7 people are passengers in a single elevator on a building with 9 floors. The elevator stops at all floors and each passenger eventually departs on some floor in the building, with no new passengers getting on. If each floor is equally likely to have any number of departing passengers, what is the probability that no passengers depart on the same floor?

# Answer 7

The probability is 1 / 429.

In question 6, these two events are distinct:

A = "Passenger one departs on floor one, then passenger two departs on floor one"

B = "Passenger two departs on floor one, then passenger one departs on floor one"

However, in this scenario, we do not care about the order of departure; we only care about the number of passengers on any floor at the end of the process. We can model this problem in the following way:

Represent people with the number 0 and let 1 be a floor divider. Assuming there are only 3 people and 4 floors, this would be a possible way that nobody gets off on the same floor: 010101. As you can see, each passenger is on a different floor, and the last floor is unoccupied. Here's the other way 3 people can exit on 4 floors: 101010. The total number of ways passengers can depart is a multi-permutation: (3+3)!/(3!3!) = 5. Since there are only 2 ways that nobody can depart on the same floor, the probability for this smaller example is 2/5.

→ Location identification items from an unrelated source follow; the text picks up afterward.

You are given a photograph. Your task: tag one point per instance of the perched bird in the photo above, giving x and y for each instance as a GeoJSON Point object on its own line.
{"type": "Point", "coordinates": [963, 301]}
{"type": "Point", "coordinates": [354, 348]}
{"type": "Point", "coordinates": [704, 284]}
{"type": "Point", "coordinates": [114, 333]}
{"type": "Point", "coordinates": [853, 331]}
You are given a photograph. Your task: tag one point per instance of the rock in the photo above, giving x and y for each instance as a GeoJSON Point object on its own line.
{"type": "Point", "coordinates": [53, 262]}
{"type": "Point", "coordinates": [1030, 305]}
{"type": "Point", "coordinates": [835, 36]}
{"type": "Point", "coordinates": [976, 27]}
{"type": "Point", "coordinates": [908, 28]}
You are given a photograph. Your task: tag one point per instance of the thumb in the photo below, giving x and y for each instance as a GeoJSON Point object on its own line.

Extending to 7 people and 9 floors, we have a total of (7+8)!/(7!8!) = 1307674368000 ways for people to depart, and we can enumerate easily the number of ways that nobody departs on the same floors with our 1's and 0's:

101010101010101

011010101010101

010110101010101

010101101010101

...

010101010101011

110101010101010

101101010101010

101011010101010

...

101010101010110

Giving a total of 15 ways. Hence the probability is 15 / 6435 = 1 / 429.